I’d assume in general, your first case would be faster or no difference at least.

SteveGrondin · December 27, 2023, 3:50pm

Agree with this about the specific example. Although CASE is being used, all three CASES will still be evaluated.

Rastiln · December 27, 2023, 3:56pm

Yes for sure, in this case the CASE WHENs can’t terminate early because it’s not CASE WHEN X=Y AND Z=A AND…

It must evaluate every one to check the condition.

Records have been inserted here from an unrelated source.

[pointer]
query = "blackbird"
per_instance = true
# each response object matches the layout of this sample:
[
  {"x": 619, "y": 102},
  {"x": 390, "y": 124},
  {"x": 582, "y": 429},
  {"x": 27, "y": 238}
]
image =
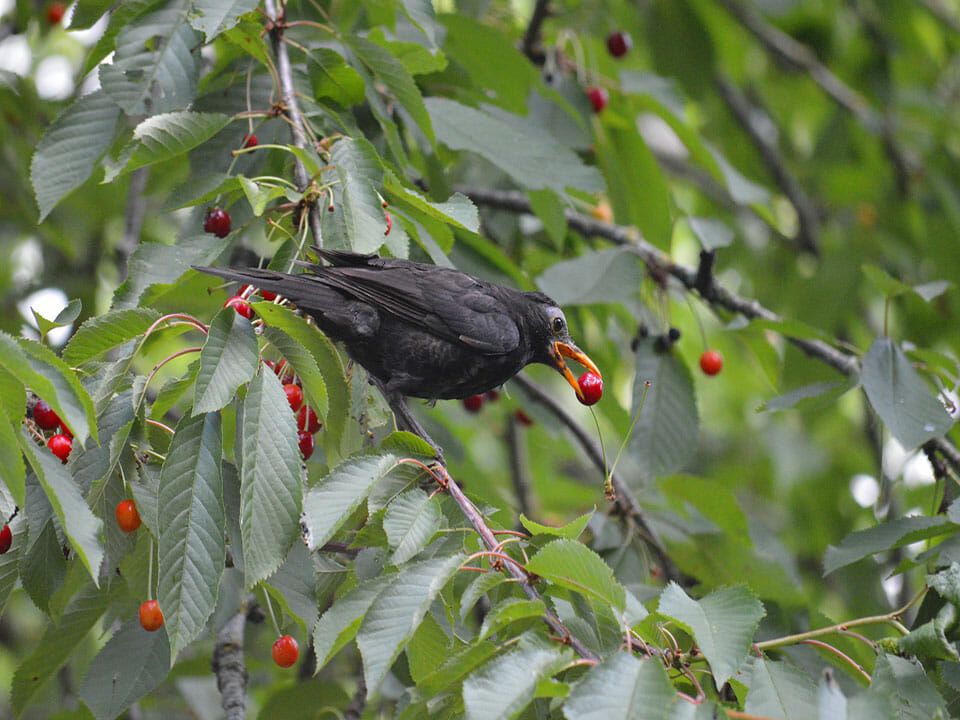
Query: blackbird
[{"x": 423, "y": 330}]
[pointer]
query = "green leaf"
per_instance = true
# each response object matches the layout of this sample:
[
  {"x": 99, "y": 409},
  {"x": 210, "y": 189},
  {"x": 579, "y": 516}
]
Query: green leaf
[
  {"x": 131, "y": 665},
  {"x": 156, "y": 64},
  {"x": 667, "y": 433},
  {"x": 571, "y": 530},
  {"x": 43, "y": 567},
  {"x": 11, "y": 460},
  {"x": 509, "y": 611},
  {"x": 212, "y": 17},
  {"x": 427, "y": 649},
  {"x": 65, "y": 317},
  {"x": 723, "y": 624},
  {"x": 607, "y": 276},
  {"x": 167, "y": 136},
  {"x": 623, "y": 686},
  {"x": 335, "y": 80},
  {"x": 711, "y": 233},
  {"x": 37, "y": 367},
  {"x": 331, "y": 502},
  {"x": 79, "y": 523},
  {"x": 158, "y": 264},
  {"x": 271, "y": 478},
  {"x": 628, "y": 165},
  {"x": 574, "y": 566},
  {"x": 492, "y": 61},
  {"x": 884, "y": 282},
  {"x": 229, "y": 359},
  {"x": 397, "y": 80},
  {"x": 397, "y": 611},
  {"x": 70, "y": 147},
  {"x": 907, "y": 688},
  {"x": 359, "y": 170},
  {"x": 339, "y": 624},
  {"x": 480, "y": 586},
  {"x": 411, "y": 521},
  {"x": 105, "y": 332},
  {"x": 191, "y": 548},
  {"x": 898, "y": 395},
  {"x": 58, "y": 644},
  {"x": 947, "y": 583},
  {"x": 778, "y": 689},
  {"x": 456, "y": 666},
  {"x": 507, "y": 684},
  {"x": 886, "y": 536},
  {"x": 549, "y": 207},
  {"x": 532, "y": 159}
]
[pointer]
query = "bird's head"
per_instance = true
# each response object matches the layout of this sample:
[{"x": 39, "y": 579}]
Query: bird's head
[{"x": 552, "y": 342}]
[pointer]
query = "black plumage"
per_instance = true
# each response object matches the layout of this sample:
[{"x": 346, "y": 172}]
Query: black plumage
[{"x": 422, "y": 330}]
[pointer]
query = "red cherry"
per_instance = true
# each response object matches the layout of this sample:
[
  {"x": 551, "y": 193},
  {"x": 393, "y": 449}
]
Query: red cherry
[
  {"x": 285, "y": 651},
  {"x": 711, "y": 362},
  {"x": 6, "y": 539},
  {"x": 591, "y": 386},
  {"x": 150, "y": 616},
  {"x": 598, "y": 98},
  {"x": 619, "y": 43},
  {"x": 127, "y": 516},
  {"x": 307, "y": 419},
  {"x": 294, "y": 396},
  {"x": 44, "y": 416},
  {"x": 217, "y": 221},
  {"x": 473, "y": 403},
  {"x": 307, "y": 444},
  {"x": 60, "y": 445},
  {"x": 55, "y": 13},
  {"x": 240, "y": 305}
]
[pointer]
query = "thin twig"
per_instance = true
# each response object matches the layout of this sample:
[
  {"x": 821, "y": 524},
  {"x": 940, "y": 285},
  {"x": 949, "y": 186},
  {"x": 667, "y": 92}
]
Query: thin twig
[
  {"x": 288, "y": 98},
  {"x": 745, "y": 113},
  {"x": 625, "y": 501},
  {"x": 531, "y": 38},
  {"x": 228, "y": 666}
]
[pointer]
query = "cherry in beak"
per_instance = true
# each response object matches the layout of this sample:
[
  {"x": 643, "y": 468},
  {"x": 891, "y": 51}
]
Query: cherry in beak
[{"x": 569, "y": 350}]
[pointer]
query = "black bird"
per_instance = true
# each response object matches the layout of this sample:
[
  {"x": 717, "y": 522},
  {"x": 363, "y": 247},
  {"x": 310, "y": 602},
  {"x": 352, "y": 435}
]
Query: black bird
[{"x": 422, "y": 330}]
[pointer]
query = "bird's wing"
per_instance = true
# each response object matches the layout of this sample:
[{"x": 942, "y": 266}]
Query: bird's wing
[{"x": 450, "y": 305}]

dr_t_non-fan · December 27, 2023, 7:24pm

Second one looks like shit. Stop that, right now.
Else …

examsarehard · December 28, 2023, 12:28am

The first query will be faster if all 3 columns are indexed. If they’re not, then the first statement will still require a read of the entire table (called a table scan) and it’s really up in the air.

As a rule of thumb, using functions on data in your WHERE statement causes the query planner to be inaccurate, which may cause the planner to choose an inappropriate execution plan. For simple select statements this won’t be a problem, but it can be an issue on more complicated queries.

The first statement is a lot easier to read than the second.